Please let me know if you have experience with something similar!
It’s unlikely a Raspberry Pi will have enough resources to run the MongoDB server and the Pritunl server. The ARM servers available from cloud providers will be slower than x86 due to AES-NI being available in x86 and the improved single thread performance of x86.
There shouldn’t be anything preventing building pritunl-web and pritunl-dns with Golang. Golang is available on ARM and there are no CGO modules used.
For security reasons the hashes of all Python PyPI requirements are set in requirements.txt, these hashes will likely need to be removed when building on other platforms.
The build files for Pritunl are available in the pritunl/pritunl-pacur repository. There are some platform specific patches such as the removal of dataclasses on Ubuntu from the PyPI requirements with the line sed -i -e '/^dataclasses==0.8/,+2d' requirements.txt.
I am actually using the latest OrangePi5 for testing and the performance does seem promising. I will come back with a more detailed feedback after a thorough testing.
Installing Go from the Ubuntu repositories will likely not work, the release is incompatible with newer codebases. The parameter --require-hashes may need to be removed from the PyPI command.
@zach
Just to be clear - the app is perfectly functional, from what I’ve tested so far.
The only thing missing is “pritunl” cli shortcut.
Would --require-hashes help with this?
Reporting after a thorough testing for the past 2 months. I am so deeply impressed by the performance of Pritunl on the Orange Pi 5. Initially I expected it to be a backup gateway to accessing the datacenter.

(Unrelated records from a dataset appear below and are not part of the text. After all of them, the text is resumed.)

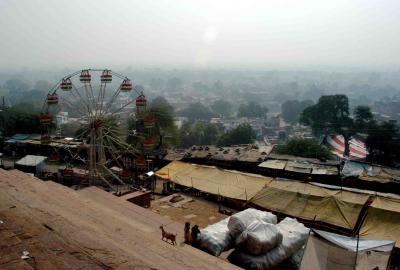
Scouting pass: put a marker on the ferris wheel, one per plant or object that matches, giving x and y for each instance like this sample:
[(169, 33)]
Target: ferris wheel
[(101, 101)]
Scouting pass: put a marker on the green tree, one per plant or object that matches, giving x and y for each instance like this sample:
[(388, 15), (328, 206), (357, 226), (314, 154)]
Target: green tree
[(330, 115), (16, 121), (196, 111), (243, 134), (252, 109), (165, 128), (222, 108), (383, 143), (291, 109), (363, 118), (308, 148), (164, 115)]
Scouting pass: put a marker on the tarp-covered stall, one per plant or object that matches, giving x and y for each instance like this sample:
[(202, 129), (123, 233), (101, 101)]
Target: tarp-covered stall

But I’ve been stress-testing it with 5 users heavily streaming YouTube over VPN. The traffic has been steady, there were no lags, the CPU load is always below 7-10% with the average around 2-3%.
It is incredible how the system performs overall! Thank you for all the help in making this possible!
Hello Bulgaru, I’ve been breaking my head for some time trying to find a way to install Pritunl on my OrangePI 5 but without success. Would it be possible to have access to your binaries so that I could install on my OPI5?
Depending on the OS you use, simply pasting the instructions from above should install Pritunl (if your OS is Debian based). Let me know if you want to jump on a call - I’d be glad to help out!
hello bulgaru
Thanks for the feedback, I’ll follow your guidance and try to create the installer to run on mine (Orange PI5 16GB).
Any questions I come back here to ask for some help.